Y el arcángel mensajero justo usaba la escalera para salir lo más pronto posible del Paraíso, a alguna parte del universo de los mortales, en donde —cómo él había dicho antes— careciese de rastros de vida. No obstante era obvio que al bajar por las escaleras galácticas no pasaría muy desapercibido, ya que a tan solo unos cuantos escalones para llegar al agujero blanco en la parte inferior de la escalera, se topó con nada más ni menos que con su hermano San Miguel, en compañía de Atenea, quienes portaban sus respectivas armaduras porque regresaban de una sesión de entrenamiento en el Olimpo.
—¿Ese no es tu hermano San Gabriel? —pregunto Atenea estando al lado de su marido San Miguel, y deteniéndose junto a él al notar ambos que el el arcángel mensajero venía bajando las escaleras como si huyera de alguien.
—Si lo es —respondió San Miguel ahora de mal humor, por tener la idea de que su hermano menor estuviera haciendo una tontería. Así que extiende las alas y, con tan solo un breve vuelo, aterriza en frente de su hermano mensajero. —Hermano ¿Qué estás haciendo ahora? —preguntó San Miguel de forma severa y cruzándose de brazos.
—No hables en voz alta —dijo San Gabriel casi en un susurro, mientras hacía señas con las manos de no levantar la voz, y después se acercaba rápido a su hermano para hablarle sin alzar mucho la voz—. Me voy una temporada a descansar de mi castigo eterno, que se hace llamar vida matrimonial.
—¡Que! —exclamó Atenea, estando cerca de ambos arcángeles y estupefacta al haber escuchado lo que dijo su cuñado mensajero—. ¡¿Y a dónde crees que vas?!
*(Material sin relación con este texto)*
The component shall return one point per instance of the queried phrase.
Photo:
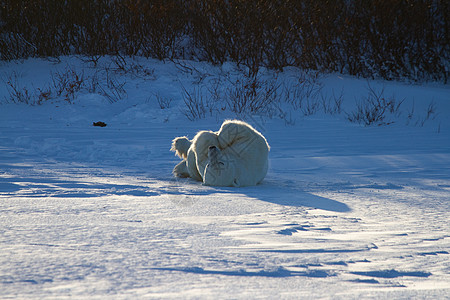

—No lo sé. Una isla en medio del océano, el Helheim, el Mundo Yokai, el Reino de los Devas, la novena galaxia, un planeta errante en los confines del universo. A donde no estén ni puedan ir Brigit, Morrigan ni Wadjet —respondió San Gabriel todavía en un estado frenético, y luego se dispone a pasar de largo de su hermano y cuñada, pero el primero lo detuvo al sujetarle el hombro.
—¡Espera un momento no puedes irte de esta forma! ¡Y no vas a poder llegar al Reino de los Devas solo volando! —decía San Miguel con absoluta seriedad y severidad a su estresado hermano mensajero.
—¡Debo intentarlo! —exclamó San Gabriel sin ninguna vacilación en su decisión descabellada.
Sin querer perder más el tiempo, el arcángel peliplateado termina de avanzar a paso tan veloz, que sin siquiera volar ya atravesó el agujero blanco y llego al Cielo inferior, logrando escapar del alcance de su hermano y cuñada en un segundo; estos dos últimos estaban tan perplejos de lo ocurrido, y tenían tan pocos ánimos de entrometerse en asuntos ajenos, que ni siquiera se molestaron en perseguirlo, sino más bien en sentir lástima por él.
—Y pensar que los mortales creen que tener más de un marido o esposa es como estar en el paraíso —comentó Atenea cruzándose de brazos, bastante sorprendida y estupefacta del famoso caso de su cuñado mensajero, aparte de también sentir lastima.
—Pues si son diosas, es infinitas veces peor —respondió San Miguel rascándose la nuca con igual lastima—. Lo bueno es que no lo comprometimos con una diosa griega.
—¿A qué te refieres exactamente? —pregunto Atenea, frunciendo el ceño, y girándose para ver a su marido, quien al instante se tornó en extremo nervioso y hasta asustado.
—¡Solo bromeo! ¡Je, je, je! —respondió San Miguel sonando ahora como un bromista, aunque se le notaba un poco que era fingido, debido al intenso nerviosismo y terror que denotaba ahora.
—¿Tú bromeando? Eso es nuevo. Pero está bien —dijo Atenea un poco confundida e inconforme con la respuesta de su marido angelical. Pero se relaja lo bastante, como para dejar pasar el tema, por ahora, haciendo que el arcángel caballero diese un suspiro de alivio.